Implements the random-walk Metropolis algorithm to estimate the bandwidth of the kernel-form error density

Usage

gibbs_admkr_erro(xh, inicost, k, errorsizp, errorprob, data_x, data_y)

Arguments

xh
Log of square bandwidth in the kernel-form error density
inicost
Cost value
k
Iteration number
errorsizp
Step size of random-walk Metropolis algorithm
errorprob
Optimal convergence rate for drawing single or multiple parameters
data_x
Regressors
data_y
Response variable

Value

x
Estimated bandwidth of the kernel-form error density
cost
Cost value, that is negative of log posterior
accept_erro
Accept or reject. accept_erro = 1 indicates acceptance, while accept_erro = 0 indicates rejection.
errorsizp
Step size of the random-walk Metropolis algorithm

Details

1) The log bandwidths of the regressors are initialized using the normal reference rule of Silverman (1986).

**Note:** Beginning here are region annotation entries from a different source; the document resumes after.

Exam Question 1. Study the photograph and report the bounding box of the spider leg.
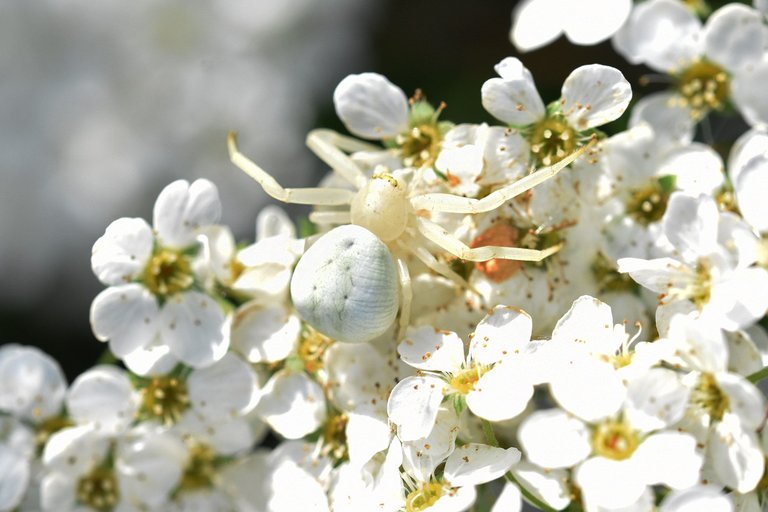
[411,137,597,213]
[307,129,381,190]
[416,217,562,261]
[227,132,355,206]
[397,258,413,341]
[397,240,470,288]
[309,210,352,224]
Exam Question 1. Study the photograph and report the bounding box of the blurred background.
[0,0,642,380]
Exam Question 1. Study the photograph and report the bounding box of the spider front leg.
[416,217,562,261]
[307,128,381,190]
[397,238,470,288]
[411,137,597,213]
[227,132,355,206]
[395,257,413,341]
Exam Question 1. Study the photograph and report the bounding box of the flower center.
[689,258,712,311]
[322,413,349,462]
[405,482,443,512]
[529,115,576,166]
[76,467,118,512]
[626,178,672,226]
[469,221,523,283]
[678,60,730,121]
[691,373,730,421]
[141,377,189,425]
[448,366,490,395]
[144,249,195,298]
[394,94,450,167]
[180,442,216,490]
[590,252,637,292]
[297,325,334,373]
[592,421,640,460]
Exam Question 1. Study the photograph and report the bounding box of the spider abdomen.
[291,224,400,343]
[350,174,410,242]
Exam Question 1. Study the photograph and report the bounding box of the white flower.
[613,0,768,124]
[659,485,736,512]
[91,180,229,372]
[510,0,632,51]
[390,430,520,512]
[324,343,396,467]
[0,344,67,423]
[728,129,768,235]
[0,416,35,510]
[481,57,632,166]
[40,426,184,511]
[203,206,304,302]
[387,306,533,441]
[267,441,332,512]
[435,124,530,197]
[541,295,661,422]
[618,192,768,330]
[333,73,450,167]
[256,369,326,439]
[66,365,139,435]
[518,404,702,510]
[333,73,408,139]
[657,315,765,493]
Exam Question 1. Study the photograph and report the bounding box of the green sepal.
[408,100,435,127]
[659,174,677,194]
[451,393,467,416]
[298,217,317,238]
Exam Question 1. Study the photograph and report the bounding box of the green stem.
[482,419,557,512]
[747,366,768,384]
[504,471,557,512]
[482,420,499,448]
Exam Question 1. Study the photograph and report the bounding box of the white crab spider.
[227,129,594,341]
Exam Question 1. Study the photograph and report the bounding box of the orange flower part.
[470,221,523,283]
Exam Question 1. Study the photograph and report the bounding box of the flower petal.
[256,370,326,439]
[232,302,301,363]
[333,73,408,139]
[574,457,646,510]
[517,409,592,469]
[90,284,159,357]
[91,217,155,285]
[66,365,139,434]
[550,0,632,45]
[152,179,221,249]
[703,4,765,73]
[466,359,533,421]
[481,57,545,125]
[387,375,447,441]
[561,64,632,131]
[444,443,520,487]
[632,432,703,489]
[0,444,30,510]
[397,326,464,373]
[469,306,533,365]
[187,353,257,420]
[509,0,563,52]
[731,61,768,126]
[613,0,701,72]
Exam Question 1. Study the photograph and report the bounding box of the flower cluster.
[0,0,768,512]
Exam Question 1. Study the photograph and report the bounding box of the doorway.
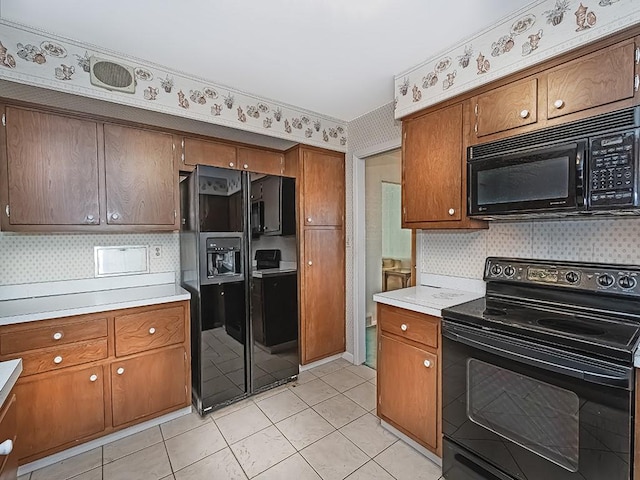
[364,149,411,368]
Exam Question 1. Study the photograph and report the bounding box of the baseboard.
[342,352,353,363]
[300,352,353,372]
[18,406,192,477]
[380,420,442,467]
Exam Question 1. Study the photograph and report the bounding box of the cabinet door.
[301,229,345,363]
[184,138,237,168]
[3,107,100,225]
[547,40,635,118]
[475,78,538,137]
[238,147,284,175]
[302,150,345,226]
[262,177,282,235]
[378,335,439,449]
[111,347,191,427]
[104,124,178,227]
[402,104,463,223]
[15,366,105,463]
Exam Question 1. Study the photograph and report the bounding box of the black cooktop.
[442,258,640,363]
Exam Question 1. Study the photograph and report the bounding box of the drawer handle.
[0,439,13,455]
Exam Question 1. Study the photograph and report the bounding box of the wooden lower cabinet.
[377,306,442,456]
[15,366,105,463]
[0,301,191,464]
[111,346,190,426]
[0,390,18,480]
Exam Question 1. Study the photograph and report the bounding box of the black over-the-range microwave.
[467,107,640,220]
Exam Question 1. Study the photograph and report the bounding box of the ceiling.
[0,0,531,121]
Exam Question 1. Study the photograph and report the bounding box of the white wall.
[0,232,180,285]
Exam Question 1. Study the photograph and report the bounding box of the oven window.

2) Conditioning on the variance parameter of the error density, we implement random-walk Metropolis algorithm to update the bandwidths, in order to achieve the minimum cost value.

3) The bandwidth of the kernel-form error density can be directly sampled.

4) Iterate steps 2) and 3) until the cost value is minimized.

5) Check the convergence of the parameters by examining the simulation inefficient factor (sif) value. The smaller the sif value is, the better convergence of the parameters is.

References

X. Zhang and R. D. Brooks and M. L. King (2009) A Bayesian approach to bandwidth selection for multivariate kernel regression with an application to state-price density estimation, Journal of Econometrics, 153, 21-32.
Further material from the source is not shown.